2. Intelligent Routing for Latency/Cost Tradeoffs
The arrival of long-context LLMs will inevitably raise questions on the amount of context that is suitable for each use case. Injecting LLMs with long context comes with real cost and latency tradeoffs and isn’t suitable for every use case or even every question. Although cost and latency will decrease in the future, we anticipate users will need to think carefully about this tradeoff for the next year or two.
Certain questions that are asking about specific details are well suited for existing RAG techniques of top-k retrieval and synthesis.
More complex questions require more context from disparate pieces of different documents, and in those settings it is less clear how to correctly answer these questions while optimizing for latency and cost:
- Summarization questions require going over entire documents.
- Multi-part questions can be solved by doing chain-of-thought and interleaving retrieval and reasoning; they can also be solved by shoving all context into the prompt.
We imagine an intelligent routing layer that operates on top of multiple RAG and LLM synthesis pipelines over a knowledge base. Given a question, the router can ideally choose an optimal strategy in terms of cost and latency in terms of retrieving context to answer the question. This ensures that a single interface can handle different types of questions while not becoming prohibitively expensive.
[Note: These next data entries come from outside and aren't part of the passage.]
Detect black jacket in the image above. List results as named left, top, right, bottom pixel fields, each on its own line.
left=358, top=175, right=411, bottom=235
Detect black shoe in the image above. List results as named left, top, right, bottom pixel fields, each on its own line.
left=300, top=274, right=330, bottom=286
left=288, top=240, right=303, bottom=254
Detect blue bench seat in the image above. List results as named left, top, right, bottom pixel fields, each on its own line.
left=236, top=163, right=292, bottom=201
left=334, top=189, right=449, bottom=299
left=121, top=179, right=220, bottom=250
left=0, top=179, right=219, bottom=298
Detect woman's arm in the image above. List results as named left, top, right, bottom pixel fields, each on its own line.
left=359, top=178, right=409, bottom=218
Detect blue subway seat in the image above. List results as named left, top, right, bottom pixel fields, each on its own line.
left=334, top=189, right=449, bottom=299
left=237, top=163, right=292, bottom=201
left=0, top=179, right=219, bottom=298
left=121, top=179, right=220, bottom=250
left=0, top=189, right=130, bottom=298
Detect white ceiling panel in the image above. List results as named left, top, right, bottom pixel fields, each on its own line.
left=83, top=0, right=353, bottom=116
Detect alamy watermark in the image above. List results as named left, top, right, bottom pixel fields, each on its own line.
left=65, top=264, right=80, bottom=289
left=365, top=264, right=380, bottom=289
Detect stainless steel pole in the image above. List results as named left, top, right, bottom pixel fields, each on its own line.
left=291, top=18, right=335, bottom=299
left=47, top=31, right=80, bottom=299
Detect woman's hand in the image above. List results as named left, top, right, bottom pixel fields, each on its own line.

3. Retrieval Augmented KV Caching
An optimization that Google and other companies are certainly working on is resolving latency and cost concerns through a KV Cache. At a high-level, a KV cache stores activations from pre-existing key and query vectors in an attention layer, preventing the need to recompute activations across the entire text sequence during LLM generation (we found this to be a nice intro reference to how a KV Cache works).
Using a KV Cache to cache all document tokens within the context window prevents the need to recompute activations for these tokens on subsequent conversations, bringing down latency and cost significantly.
But this leads to interesting retrieval strategies on how to best use the cache, particularly for knowledge corpuses that exceed the context length. We imagine a “retrieval augmented caching” paradigm emerging, where we want to retrieve the most relevant documents that the user would want to answer, with the expectation that they will continue to use the documents that are in the cache.
This could involve interleaving retrieval strategies with traditional caching algorithms such as LRU caching. But a difference with existing KV cache architectures is that the position matters, since the cached vector is a function of all tokens leading up to that position, not just the tokens in the document itself. This means that you can’t just swap out a chunk from the KV cache without affecting all cached tokens that occur after it positionally.
In general the API interface for using a KV Cache is up in the air. It’s also up in the air as to whether the nature of the cache itself will evolve or algorithms will evolve to best leverage the cache.
What’s Next
We believe the future of LLM applications is bright, and we are excited to be at the forefront of this rapidly evolving field. We invite developers and researchers to join us in exploring the possibilities of long-context LLMs and building the next generation of intelligent applications.